Ethereum, the world’s most-used blockchain, jumped to over $2,700 ahead of the EIP-1559 set for later today, data from multiple sources shows.

Termed ‘London,’ the upgrade is expected to take place on block 12,965,000 and is one of the most crucial and anticipated developments to take place on the Ethereum blockchain since its inception in 2015.

Traders placed their bets accordingly: ETH briefly traded above the $2,700 mark yesterday, before seeing a sell-off to the $2,500 level as of press time. It, however, continues to trade above its 34-period exponential moving average and has not broken the uptrend seen since the $1,700 price level, as the image below shows.

Image: ETH/USD via TradingView.

Majority of network prepared

As per FXStreet, over 75% of all live Ethereum nodes and miners are prepared for the upgrade. They must upgrade their client version to the latest to remain compatible and expect a seamless experience.

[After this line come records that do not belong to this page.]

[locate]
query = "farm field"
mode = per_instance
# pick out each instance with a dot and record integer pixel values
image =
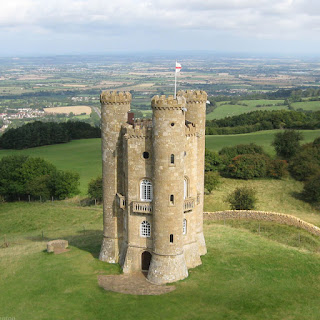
(84, 156)
(243, 275)
(227, 110)
(263, 138)
(77, 110)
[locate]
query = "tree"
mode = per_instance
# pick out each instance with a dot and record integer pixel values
(64, 184)
(242, 198)
(287, 143)
(95, 189)
(211, 180)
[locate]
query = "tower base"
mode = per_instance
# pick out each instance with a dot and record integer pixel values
(201, 243)
(191, 254)
(109, 250)
(166, 269)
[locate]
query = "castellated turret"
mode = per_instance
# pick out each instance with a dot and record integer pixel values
(153, 173)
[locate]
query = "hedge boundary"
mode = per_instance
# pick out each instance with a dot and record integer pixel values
(262, 216)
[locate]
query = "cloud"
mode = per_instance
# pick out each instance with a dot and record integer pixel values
(260, 19)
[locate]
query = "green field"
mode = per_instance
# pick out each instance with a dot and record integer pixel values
(307, 105)
(227, 110)
(82, 156)
(243, 275)
(263, 138)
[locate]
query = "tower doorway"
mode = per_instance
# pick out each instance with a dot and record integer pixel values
(145, 260)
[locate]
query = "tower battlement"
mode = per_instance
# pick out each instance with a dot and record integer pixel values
(115, 97)
(193, 96)
(169, 102)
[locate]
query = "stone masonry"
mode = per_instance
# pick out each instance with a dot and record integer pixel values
(153, 172)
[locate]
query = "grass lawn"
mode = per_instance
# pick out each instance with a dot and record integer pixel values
(228, 110)
(263, 138)
(243, 276)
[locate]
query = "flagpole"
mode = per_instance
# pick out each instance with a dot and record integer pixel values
(175, 82)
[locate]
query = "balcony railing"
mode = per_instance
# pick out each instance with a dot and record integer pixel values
(188, 204)
(121, 200)
(142, 207)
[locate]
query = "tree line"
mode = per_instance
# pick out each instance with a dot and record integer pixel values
(39, 133)
(263, 120)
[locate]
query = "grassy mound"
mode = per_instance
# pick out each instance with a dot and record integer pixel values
(243, 276)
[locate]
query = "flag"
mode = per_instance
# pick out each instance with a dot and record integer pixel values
(178, 67)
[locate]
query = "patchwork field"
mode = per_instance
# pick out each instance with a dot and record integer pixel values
(77, 110)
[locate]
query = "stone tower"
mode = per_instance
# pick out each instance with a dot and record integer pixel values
(153, 176)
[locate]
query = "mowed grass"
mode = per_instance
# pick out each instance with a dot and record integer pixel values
(263, 138)
(243, 275)
(227, 110)
(82, 156)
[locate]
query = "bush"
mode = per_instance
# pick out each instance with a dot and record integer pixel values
(212, 161)
(311, 190)
(248, 166)
(242, 198)
(211, 180)
(305, 163)
(287, 143)
(64, 184)
(277, 169)
(228, 153)
(95, 189)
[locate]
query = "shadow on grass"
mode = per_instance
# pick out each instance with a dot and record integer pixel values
(87, 240)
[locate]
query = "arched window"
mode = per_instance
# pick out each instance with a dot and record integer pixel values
(185, 188)
(145, 229)
(184, 226)
(146, 190)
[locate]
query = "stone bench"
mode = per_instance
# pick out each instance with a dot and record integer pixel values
(57, 245)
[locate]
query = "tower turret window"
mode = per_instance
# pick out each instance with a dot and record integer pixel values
(184, 226)
(145, 229)
(172, 199)
(146, 190)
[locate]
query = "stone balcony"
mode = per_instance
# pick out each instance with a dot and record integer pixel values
(142, 207)
(188, 204)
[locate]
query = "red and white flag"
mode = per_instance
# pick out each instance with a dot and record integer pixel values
(178, 67)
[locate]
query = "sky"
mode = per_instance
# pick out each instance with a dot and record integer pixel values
(38, 27)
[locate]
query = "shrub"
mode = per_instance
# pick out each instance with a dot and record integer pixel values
(305, 163)
(311, 190)
(277, 169)
(287, 143)
(212, 161)
(64, 184)
(248, 166)
(95, 189)
(242, 198)
(211, 180)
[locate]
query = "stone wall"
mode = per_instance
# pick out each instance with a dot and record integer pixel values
(262, 216)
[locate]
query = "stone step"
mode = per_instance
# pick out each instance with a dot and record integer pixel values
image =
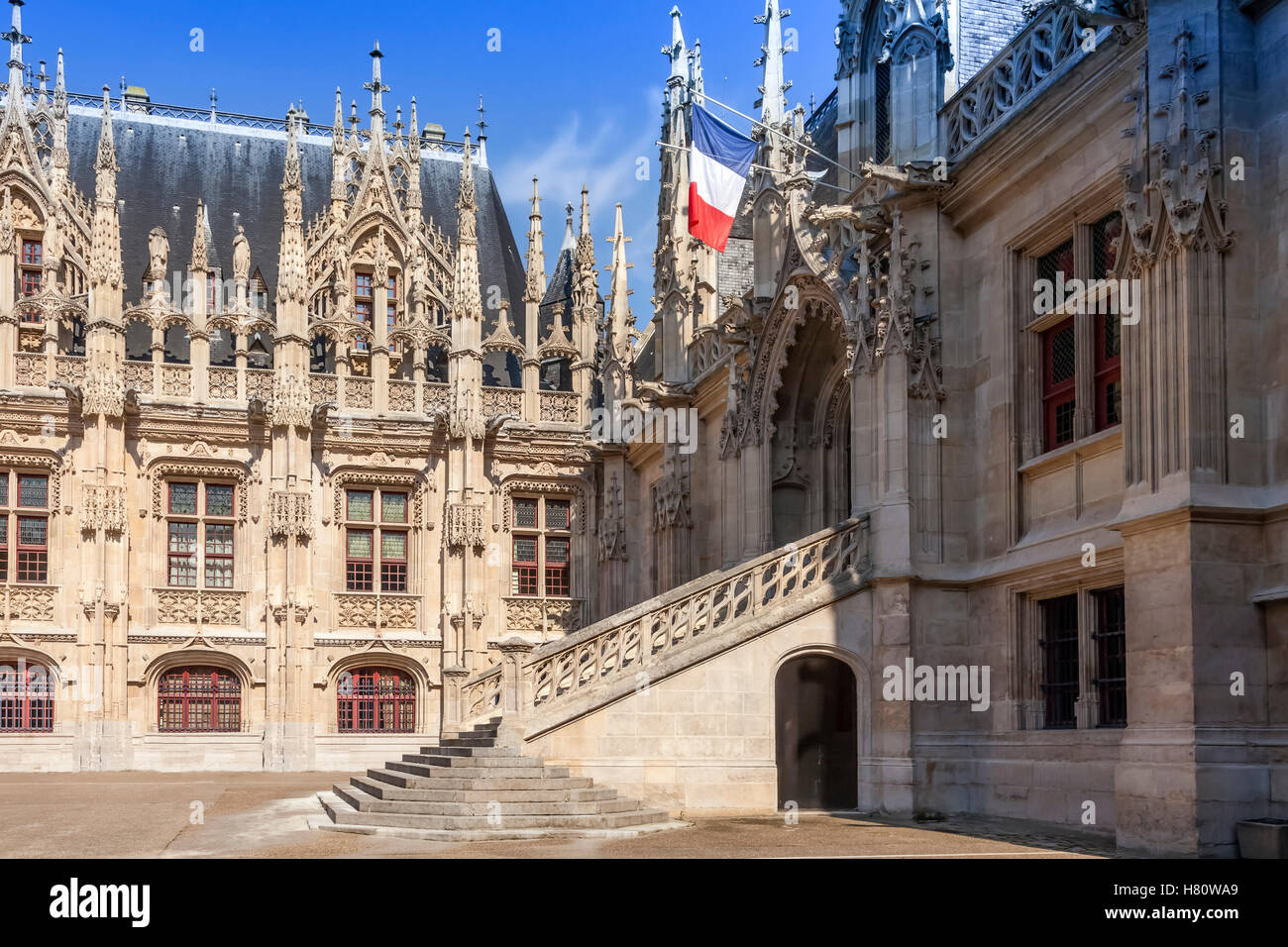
(382, 789)
(473, 751)
(510, 761)
(342, 812)
(438, 772)
(493, 809)
(450, 781)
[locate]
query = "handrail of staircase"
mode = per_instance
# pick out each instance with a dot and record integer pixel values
(673, 595)
(638, 638)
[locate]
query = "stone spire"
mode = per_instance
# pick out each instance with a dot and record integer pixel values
(290, 266)
(60, 158)
(338, 125)
(376, 88)
(677, 51)
(17, 39)
(413, 137)
(104, 256)
(465, 298)
(200, 262)
(773, 102)
(585, 279)
(619, 312)
(536, 285)
(570, 240)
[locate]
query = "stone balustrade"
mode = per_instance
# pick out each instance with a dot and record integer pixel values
(1038, 54)
(642, 638)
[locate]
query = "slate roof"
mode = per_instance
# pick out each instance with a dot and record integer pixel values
(167, 162)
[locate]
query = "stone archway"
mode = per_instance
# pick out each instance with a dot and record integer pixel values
(816, 733)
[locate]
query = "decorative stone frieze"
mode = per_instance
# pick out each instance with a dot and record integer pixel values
(465, 526)
(290, 513)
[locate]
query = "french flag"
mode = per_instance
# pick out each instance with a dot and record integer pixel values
(719, 162)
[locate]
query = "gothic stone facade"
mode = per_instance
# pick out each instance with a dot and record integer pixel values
(906, 451)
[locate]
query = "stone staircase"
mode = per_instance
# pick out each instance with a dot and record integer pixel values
(468, 789)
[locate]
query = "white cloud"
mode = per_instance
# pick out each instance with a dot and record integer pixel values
(603, 155)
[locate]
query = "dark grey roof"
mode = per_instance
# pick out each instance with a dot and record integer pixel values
(822, 129)
(171, 162)
(557, 299)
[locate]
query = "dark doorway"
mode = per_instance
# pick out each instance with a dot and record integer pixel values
(818, 738)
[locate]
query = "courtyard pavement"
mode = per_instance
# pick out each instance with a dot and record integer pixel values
(140, 814)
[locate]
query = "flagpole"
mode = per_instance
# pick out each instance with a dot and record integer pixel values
(761, 167)
(772, 131)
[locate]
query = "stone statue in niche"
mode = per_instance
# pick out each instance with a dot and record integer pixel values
(159, 253)
(241, 256)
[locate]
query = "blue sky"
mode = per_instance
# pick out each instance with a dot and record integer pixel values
(574, 95)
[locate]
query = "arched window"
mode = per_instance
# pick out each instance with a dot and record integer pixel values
(205, 699)
(436, 364)
(376, 699)
(26, 697)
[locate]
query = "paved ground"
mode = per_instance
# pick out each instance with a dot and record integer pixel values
(265, 814)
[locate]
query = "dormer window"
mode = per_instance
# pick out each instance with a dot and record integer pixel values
(364, 307)
(33, 256)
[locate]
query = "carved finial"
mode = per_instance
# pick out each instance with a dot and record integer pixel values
(773, 103)
(198, 241)
(375, 86)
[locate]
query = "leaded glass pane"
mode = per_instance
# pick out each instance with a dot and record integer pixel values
(219, 500)
(360, 544)
(393, 508)
(183, 499)
(360, 505)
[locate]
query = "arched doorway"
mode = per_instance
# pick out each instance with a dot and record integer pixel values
(815, 724)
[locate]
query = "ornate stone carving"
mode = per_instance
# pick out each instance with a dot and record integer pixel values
(103, 392)
(671, 497)
(559, 407)
(540, 486)
(292, 403)
(612, 526)
(159, 253)
(360, 478)
(103, 508)
(290, 513)
(241, 257)
(30, 603)
(165, 470)
(198, 605)
(373, 611)
(465, 526)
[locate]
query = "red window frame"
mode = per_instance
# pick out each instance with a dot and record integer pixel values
(359, 571)
(1056, 395)
(377, 571)
(541, 577)
(204, 528)
(198, 699)
(1108, 372)
(33, 558)
(364, 305)
(523, 575)
(376, 699)
(27, 696)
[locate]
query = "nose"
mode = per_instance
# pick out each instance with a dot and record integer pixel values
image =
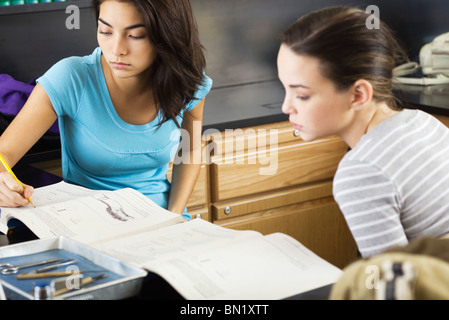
(287, 106)
(119, 47)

At present, users need to include a certain amount of ETH in ‘Gas’ fees to incentivize miners to approve and process their transactions—think of this as a ‘tip’ paid to miners.

This, however, creates two issues: One, users bet against each other with higher Gas fees so their transactions are included in the block and processed quickly, and two, such behavior gives rise to the Miner Extractable Value (MEV) problem—a measure of the profit a miner can make through their ability to include, exclude, or re-order transactions within the blocks they produce.

Such a setting gives rise to astronomically higher fees, a clogged network, and hour-long wait times for a single transaction to go through if a certain smart contract or dApp is in demand. 

This, in turn, means smaller participants are essentially priced out of the network as they cannot afford the high costs to be able to transact as a ‘wealthier’ user might otherwise do.

How EIP-1559 makes Ethereum more valuable

The EIP-1559 makes fees more predictable for users. After the upgrade, a ‘base transaction fee’ will be charged after being algorithmically determined by how busy the network is, and users will be able to ‘tip’ miners to have their own transactions processed quicker.

The miners themselves will only receive the tips, and the ‘base fee’ amount will be ‘burned’ out of supply forever. 

Such a move would mean there’s fewer and fewer ETH supply available on the market daily, making the asset even more valuable to holders and investors, at least in theory: “Until it’s deployed, we don’t know exactly what the effect will be in terms of ether burned,” remarked Ben Edgington, an Ethereum developer at ConsenSys, in a statement yesterday.

Others like Cinneamhain Ventures partner Adam Cochran say users are both underestimating and overestimating the upgrade’s effects: “I think people are still drastically overestimating what EIP-1559 will do in the short term, while also drastically underestimating what it will do in the long term,” said Cochran in a tweet.